Nuvens produzidas por uma onda de gravidade na atmosfera da Terra. Ondas de gravidade podem produzir nuvens, ao comprimirem e expandirem o ar. As nuvens são perpendiculares à direção da onda. A descontinuidade observada nas nuvens em Vénus pode ter uma causa semelhante.
Fonte: blog.weatherflow.com

Vénus foi a “estrela da manhã” durante a primeira metade do ano de 2022 e o alvo de pequenos telescópios um pouco por todo o mundo. Quais surfistas à distância, os astrónomos andaram “à caça” de uma onda especial, uma onda atmosférica.

Revelada em 2020 com a contribuição do Instituto de Astrofísica e Ciências do Espaço, é uma onda na atmosfera de Vénus a 50 quilómetros de altitude e de dimensão planetária. Tem cerca de 4000 quilómetros de extensão e desloca-se à velocidade média de uns 300 quilómetros por hora. Assim completa uma volta ao globo sólido do planeta em pouco mais de cinco dias. 

Esta onda é detetável pela descontinuidade que produz na luz refletida (albedo) e na transparência das nuvens (que em Vénus são constituídas essencialmente por ácido sulfúrico). Durante quase oito meses, do final de 2021 até julho de 2022, num trabalho de equipa que envolveu astrónomos amadores e foi liderado por Javier Peralta, colaborador do IA e investigador da Universidade de Sevilha, Espanha, realizou-se a primeira campanha de observação contínua e de longa duração desta misteriosa onda atmosférica. 

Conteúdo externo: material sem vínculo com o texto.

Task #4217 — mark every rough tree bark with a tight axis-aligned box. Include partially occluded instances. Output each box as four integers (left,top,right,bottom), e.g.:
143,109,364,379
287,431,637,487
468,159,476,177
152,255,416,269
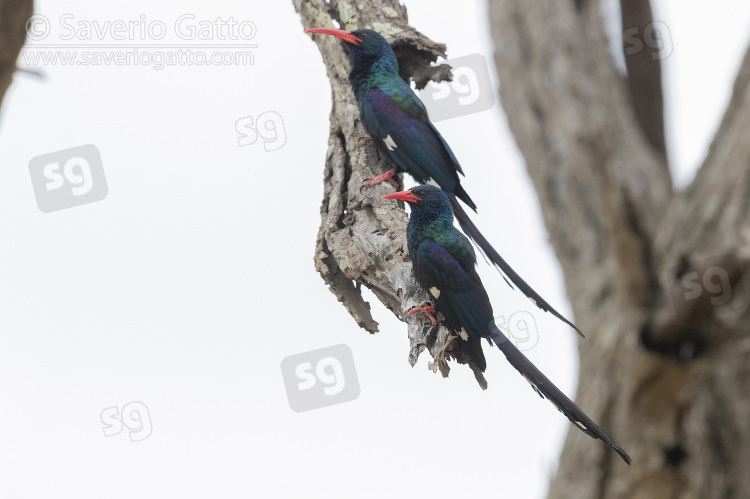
0,0,34,110
294,0,487,388
489,0,750,499
294,0,750,499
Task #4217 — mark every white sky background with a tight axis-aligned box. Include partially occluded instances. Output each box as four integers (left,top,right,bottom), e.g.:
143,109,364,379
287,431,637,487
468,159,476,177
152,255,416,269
0,0,750,499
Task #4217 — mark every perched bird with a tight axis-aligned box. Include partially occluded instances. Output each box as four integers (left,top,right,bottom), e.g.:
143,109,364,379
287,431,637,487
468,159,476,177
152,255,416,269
305,28,583,336
383,185,630,464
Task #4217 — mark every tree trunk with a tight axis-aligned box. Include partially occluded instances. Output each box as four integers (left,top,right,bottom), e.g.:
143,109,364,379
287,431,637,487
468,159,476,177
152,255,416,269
0,0,34,110
294,0,750,499
489,0,750,499
294,0,487,388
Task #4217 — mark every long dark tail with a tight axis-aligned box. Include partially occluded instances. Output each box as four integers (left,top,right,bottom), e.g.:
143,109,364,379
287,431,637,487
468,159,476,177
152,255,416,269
490,323,631,464
448,193,583,336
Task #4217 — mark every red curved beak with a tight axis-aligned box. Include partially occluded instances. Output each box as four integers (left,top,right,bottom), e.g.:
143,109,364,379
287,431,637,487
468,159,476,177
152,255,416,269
382,191,422,203
305,28,362,45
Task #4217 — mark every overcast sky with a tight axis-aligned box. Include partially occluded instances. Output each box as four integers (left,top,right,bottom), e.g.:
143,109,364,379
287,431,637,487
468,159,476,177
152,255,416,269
0,0,750,499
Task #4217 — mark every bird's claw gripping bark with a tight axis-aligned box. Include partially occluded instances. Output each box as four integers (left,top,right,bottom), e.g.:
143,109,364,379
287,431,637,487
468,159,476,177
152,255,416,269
365,168,398,189
408,305,437,326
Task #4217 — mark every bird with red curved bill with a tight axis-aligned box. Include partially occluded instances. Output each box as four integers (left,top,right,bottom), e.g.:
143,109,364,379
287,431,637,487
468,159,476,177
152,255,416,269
383,185,631,464
305,28,583,336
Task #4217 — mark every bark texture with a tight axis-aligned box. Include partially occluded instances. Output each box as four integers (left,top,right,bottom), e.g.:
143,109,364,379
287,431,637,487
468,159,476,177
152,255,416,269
0,0,34,110
294,0,487,388
293,0,750,499
489,0,750,499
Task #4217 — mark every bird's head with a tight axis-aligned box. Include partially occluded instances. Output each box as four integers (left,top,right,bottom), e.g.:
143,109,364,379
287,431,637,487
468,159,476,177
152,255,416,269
305,28,398,72
383,185,453,223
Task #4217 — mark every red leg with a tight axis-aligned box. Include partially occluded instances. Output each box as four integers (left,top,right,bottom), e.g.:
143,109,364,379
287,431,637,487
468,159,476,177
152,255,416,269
365,168,398,189
409,305,437,326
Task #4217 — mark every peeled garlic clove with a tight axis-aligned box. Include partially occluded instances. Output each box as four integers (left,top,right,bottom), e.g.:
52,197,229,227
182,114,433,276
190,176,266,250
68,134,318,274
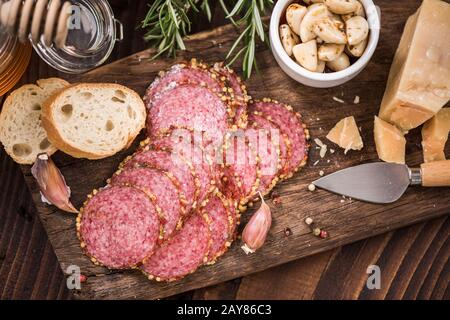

Evolução do padrão de descontinuidade observado no topo das nuvens de Vénus com a câmara de ultravioletas da sonda Akatsuki
Evolução do padrão de descontinuidade observado no topo das nuvens de Vénus com a câmara de ultravioletas da sonda Akatsuki, da agência espacial japonesa JAXA, em órbita de Vénus. A sequência à esquerda permite acompanhar a evolução da forma, enquanto a da direita exibe a propagação, e registam imagens obtidas a cada duas horas entre os dias 13 e 14 de junho de 2022.
Créditos: JAXA, Javier Peralta

“A minha primeira visualização desta descontinuidade nas nuvens em Vénus ocorreu a 16 de Outubro de 2020 numa monitorização de rotina e sem ter prévia noção da importância do fenómeno. Comecei a interessar-me mais pela observação da atmosfera venusiana desde essa altura.”
António Cidadão

“Esta proeza foi possível graças à colaboração de astrónomos amadores de diversos países, que foram os grandes protagonistas da campanha mundial de observações”, comentou Javier Peralta no comunicado de imprensa da Universidade de Sevilha. Com pequenos telescópios de diâmetros da ordem dos 20 a 35 centímetros, astrónomos amadores de Portugal, Itália, África do Sul, Austrália, Estónia e Taiwan forneceram imagens na luz visível e na zona do infravermelho próximo da luz visível. Esta gama do espectro eletromagnético permite sondar o nível de nuvens intermédio, no lado diurno, entre 50 e 56 quilómetros acima da superfície, onde esta onda atmosférica é mais evidente.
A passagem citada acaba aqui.